その光は、エリオットが儀式の進行を通じて呼び覚ました力であり、影を打ち払うための最後の手段だった。影はその光に押し返され、広間全体が再び揺れ動いた。影の巨体は光の中で苦しむように蠢き、次第にその力を失っていった。


「今だ、アイリス!儀式を完遂するんだ!」


エリオットはその瞬間を逃さず、アイリスに指示を飛ばした。アイリスもまた、全身全霊を込めて最後の呪文を唱えた。その声は広間全体に響き渡り、影を完全に封じ込めるための最後の一手が打たれた。


影は激しく抵抗したが、次第にその力を失い、広間全体が再び静寂に包まれていった。エリオットとアイリスは息を切らしながら、祭壇の前に立ち尽くし、影が完全に消え去る瞬間を見届けた。


「……終わったのか?」


エリオットは呟き、アイリスに問いかけた。彼女もまた、静かに頷いた。影の力が完全に封じ込められたことを感じ取った二人は、疲れ切った体を支えながら、儀式の成功を実感していた。

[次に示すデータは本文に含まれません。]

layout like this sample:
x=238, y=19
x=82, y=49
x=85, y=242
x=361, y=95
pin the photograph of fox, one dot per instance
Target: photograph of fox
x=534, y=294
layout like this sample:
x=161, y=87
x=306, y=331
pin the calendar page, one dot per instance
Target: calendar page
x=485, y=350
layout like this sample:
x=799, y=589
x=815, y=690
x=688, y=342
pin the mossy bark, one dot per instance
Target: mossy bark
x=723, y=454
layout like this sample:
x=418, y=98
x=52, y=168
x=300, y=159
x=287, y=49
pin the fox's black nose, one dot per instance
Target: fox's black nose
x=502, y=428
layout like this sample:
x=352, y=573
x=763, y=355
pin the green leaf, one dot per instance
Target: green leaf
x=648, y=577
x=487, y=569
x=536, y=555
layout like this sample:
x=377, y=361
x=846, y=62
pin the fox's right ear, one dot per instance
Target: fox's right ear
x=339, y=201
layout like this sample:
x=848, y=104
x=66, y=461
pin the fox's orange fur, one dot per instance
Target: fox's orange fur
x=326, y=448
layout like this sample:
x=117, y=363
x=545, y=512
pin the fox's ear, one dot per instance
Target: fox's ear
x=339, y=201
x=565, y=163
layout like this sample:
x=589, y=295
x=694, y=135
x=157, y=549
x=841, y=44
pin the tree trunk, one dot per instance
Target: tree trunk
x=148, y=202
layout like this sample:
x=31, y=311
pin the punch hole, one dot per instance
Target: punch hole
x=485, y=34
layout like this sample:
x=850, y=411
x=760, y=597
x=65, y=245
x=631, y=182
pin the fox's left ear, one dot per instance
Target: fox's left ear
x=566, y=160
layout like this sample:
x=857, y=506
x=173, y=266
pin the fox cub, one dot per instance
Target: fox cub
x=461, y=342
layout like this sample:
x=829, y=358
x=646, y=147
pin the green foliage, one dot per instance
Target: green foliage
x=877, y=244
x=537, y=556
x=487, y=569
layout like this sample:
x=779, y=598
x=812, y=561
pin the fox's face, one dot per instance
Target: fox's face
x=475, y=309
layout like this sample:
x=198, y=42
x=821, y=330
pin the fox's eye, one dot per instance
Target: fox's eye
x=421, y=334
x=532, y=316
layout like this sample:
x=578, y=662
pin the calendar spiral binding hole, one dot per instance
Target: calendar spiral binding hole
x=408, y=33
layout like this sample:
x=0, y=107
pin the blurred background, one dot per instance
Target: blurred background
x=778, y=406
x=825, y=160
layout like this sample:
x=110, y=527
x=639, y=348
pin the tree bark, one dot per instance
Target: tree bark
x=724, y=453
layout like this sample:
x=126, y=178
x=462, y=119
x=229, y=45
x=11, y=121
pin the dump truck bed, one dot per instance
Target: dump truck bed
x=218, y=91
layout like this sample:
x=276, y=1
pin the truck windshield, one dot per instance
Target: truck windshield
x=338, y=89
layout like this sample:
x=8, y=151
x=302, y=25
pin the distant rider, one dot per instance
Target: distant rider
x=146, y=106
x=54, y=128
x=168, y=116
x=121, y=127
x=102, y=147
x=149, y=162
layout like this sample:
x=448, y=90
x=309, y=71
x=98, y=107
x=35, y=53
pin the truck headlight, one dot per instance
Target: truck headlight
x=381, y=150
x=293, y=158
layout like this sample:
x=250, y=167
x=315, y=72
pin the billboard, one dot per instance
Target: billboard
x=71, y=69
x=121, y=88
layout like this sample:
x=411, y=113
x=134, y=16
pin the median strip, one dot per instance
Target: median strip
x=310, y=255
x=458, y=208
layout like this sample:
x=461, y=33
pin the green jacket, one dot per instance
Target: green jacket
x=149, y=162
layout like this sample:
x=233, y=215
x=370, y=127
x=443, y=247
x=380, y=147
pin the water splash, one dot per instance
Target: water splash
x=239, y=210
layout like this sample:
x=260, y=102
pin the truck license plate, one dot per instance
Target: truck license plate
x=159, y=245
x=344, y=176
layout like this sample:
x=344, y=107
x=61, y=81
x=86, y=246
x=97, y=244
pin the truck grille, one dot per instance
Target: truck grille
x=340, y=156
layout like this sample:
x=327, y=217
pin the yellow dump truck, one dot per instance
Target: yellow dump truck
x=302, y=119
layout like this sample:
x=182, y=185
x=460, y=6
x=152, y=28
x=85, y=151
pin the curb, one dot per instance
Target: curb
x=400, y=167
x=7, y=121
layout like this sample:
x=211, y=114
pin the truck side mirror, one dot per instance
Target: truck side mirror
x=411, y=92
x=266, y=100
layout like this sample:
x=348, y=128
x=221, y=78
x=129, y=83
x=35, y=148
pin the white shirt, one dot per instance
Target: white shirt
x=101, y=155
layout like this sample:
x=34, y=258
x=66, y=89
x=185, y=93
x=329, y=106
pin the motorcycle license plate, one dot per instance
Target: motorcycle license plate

だが、その時、祭壇の奥から微かな音が聞こえた。二人はその音に反応し、再び身構えた。影は封じられたはずだが、その音は何か別の存在がまだ潜んでいることを示唆していた。


「まだ……何かが残っている……」


エリオットはその音に耳を傾け、再び影との戦いが終わっていないことを悟った。アイリスもまた、その音の正体を探るべく、二人は再び広間の奥へと進み始めた。